CURATED READING
Resources Worth Your Time
We do not publish for the sake of publishing. Instead, here are the external blogs, journals, and publications our team actually reads, annotated with why they matter for serious data and AI work.
Towards Data Science
towardsdatascience.comThe most widely read publication in applied data science and ML. Covers everything from SQL optimisation and dbt macros to LLM-powered analytics pipelines and production ML. Editorially rigorous since a 2024 revamp that filters out noise and surfaces practical, production-ready work. If you follow one feed in this space, this is it.
Simply Statistics
simplystatistics.orgWritten by three Johns Hopkins biostatistics professors, this is one of the few statistics blogs that combines academic rigour with readable prose. Covers causal inference, reproducibility, the misuse of p-values, and the practical limits of predictive modelling. Essential reading if your work sits at the intersection of statistics and decisions.
Evidently AI Blog
evidentlyai.comPractical, unsparing writing on ML model monitoring, data drift detection, and what it actually takes to keep models honest in production. Particularly strong on the gap between a model that works in a notebook and one that holds up six months after deployment. Their curated list of 50 engineering ML blogs is itself a resource worth bookmarking.

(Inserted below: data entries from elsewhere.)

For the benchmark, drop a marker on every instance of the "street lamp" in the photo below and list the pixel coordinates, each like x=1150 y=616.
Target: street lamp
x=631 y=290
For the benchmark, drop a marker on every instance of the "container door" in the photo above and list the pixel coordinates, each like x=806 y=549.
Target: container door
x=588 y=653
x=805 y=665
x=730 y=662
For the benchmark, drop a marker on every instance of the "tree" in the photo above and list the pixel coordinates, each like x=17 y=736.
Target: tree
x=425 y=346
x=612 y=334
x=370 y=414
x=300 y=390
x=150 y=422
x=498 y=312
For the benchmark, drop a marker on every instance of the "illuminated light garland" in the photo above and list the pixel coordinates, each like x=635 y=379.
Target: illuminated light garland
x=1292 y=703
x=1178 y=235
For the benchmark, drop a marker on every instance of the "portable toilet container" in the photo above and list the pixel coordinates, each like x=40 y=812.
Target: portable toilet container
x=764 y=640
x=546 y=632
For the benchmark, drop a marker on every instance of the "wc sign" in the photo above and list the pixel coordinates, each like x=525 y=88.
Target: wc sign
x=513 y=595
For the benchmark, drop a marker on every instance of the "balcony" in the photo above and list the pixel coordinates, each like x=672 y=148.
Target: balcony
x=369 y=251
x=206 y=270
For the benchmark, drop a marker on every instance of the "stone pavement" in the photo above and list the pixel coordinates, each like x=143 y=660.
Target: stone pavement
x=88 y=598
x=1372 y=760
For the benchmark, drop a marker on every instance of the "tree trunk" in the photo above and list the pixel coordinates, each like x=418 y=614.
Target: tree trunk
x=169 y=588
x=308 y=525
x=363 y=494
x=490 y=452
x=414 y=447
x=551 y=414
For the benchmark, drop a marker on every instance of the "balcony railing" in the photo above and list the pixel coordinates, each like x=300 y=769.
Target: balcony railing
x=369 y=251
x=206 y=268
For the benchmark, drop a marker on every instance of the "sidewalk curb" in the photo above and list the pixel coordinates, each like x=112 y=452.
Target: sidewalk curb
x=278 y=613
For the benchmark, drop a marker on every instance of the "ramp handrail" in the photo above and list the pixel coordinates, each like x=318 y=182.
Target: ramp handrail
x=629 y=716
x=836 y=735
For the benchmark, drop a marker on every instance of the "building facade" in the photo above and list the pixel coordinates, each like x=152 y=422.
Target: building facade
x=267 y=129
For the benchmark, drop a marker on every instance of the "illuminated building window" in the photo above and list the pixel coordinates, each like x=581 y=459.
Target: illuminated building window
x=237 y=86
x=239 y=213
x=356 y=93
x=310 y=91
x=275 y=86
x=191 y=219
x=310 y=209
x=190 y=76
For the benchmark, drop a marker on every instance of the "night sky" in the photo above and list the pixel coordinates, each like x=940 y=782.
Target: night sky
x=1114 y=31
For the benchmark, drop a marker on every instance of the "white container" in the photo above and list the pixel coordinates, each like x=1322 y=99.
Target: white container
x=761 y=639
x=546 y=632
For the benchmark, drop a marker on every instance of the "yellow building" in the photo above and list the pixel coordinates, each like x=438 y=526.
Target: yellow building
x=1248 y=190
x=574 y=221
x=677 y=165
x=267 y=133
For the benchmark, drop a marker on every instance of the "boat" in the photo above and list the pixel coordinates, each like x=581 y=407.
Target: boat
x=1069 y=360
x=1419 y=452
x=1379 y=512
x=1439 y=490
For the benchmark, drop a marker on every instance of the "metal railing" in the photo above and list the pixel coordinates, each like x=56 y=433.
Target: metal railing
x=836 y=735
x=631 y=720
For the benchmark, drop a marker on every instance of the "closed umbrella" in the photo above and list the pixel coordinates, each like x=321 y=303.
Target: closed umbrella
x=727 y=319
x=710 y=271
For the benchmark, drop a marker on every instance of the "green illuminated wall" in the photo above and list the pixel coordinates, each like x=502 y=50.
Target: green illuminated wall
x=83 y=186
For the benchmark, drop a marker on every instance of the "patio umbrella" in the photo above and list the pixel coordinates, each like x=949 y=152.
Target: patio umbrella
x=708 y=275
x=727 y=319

Databricks: AI in Financial Services
databricks.comDatabricks publishes some of the most grounded writing on AI in financial services. Their 2026 outlook identifies eight structural shifts reshaping risk decisioning, real-time fraud detection, and regulatory compliance. The core argument, that competitive advantage now belongs to firms with platform coherence rather than isolated AI pilots, reflects what we see in practice with clients.
Data Engineering Weekly
dataengineeringweekly.comA weekly newsletter that cuts through the noise on modern data infrastructure. Covers Apache Iceberg table formats, lakehouse governance, Kafka streaming patterns, cost-efficient orchestration with Airflow and Prefect, and the evolving dbt ecosystem. High signal-to-noise ratio, well-annotated, and reliably useful for engineers building or maintaining production data stacks.
Neptune AI Blog
neptune.aiFocused on the operational side of ML: experiment tracking, model versioning, reproducibility, and team collaboration workflows. Neptune publishes detailed comparisons of MLOps tooling and honest post-mortems on what breaks in production. Useful for anyone managing a team of data scientists who run a large number of experiments and need structure around them.
Locally Optimistic
locallyoptimistic.comWritten by analytics engineers and data leads at growth-stage companies. Covers data team structure, the modern analytics stack, metric definitions, and the cultural challenges of building data-driven organisations. Benn Stancil's essays in particular are worth reading for anyone who wants a sharp, occasionally contrarian take on where analytics practice is heading.
Tableau Blog
tableau.comTableau's blog covers data visualisation best practices, dashboard design principles, and how analytics is being applied across industries from healthcare to financial services. Strong on the storytelling side of BI and how to present complex findings to non-technical stakeholders. Particularly useful for anyone responsible for executive-level reporting.
Google DeepMind Blog
deepmind.googleDeepMind publishes landmark research on reinforcement learning, protein structure prediction, mathematical reasoning, and the safety of large-scale AI systems. Not always immediately applicable to commercial data work, but essential context for anyone building on top of frontier models or advising clients on where AI capability is heading in the next two to three years.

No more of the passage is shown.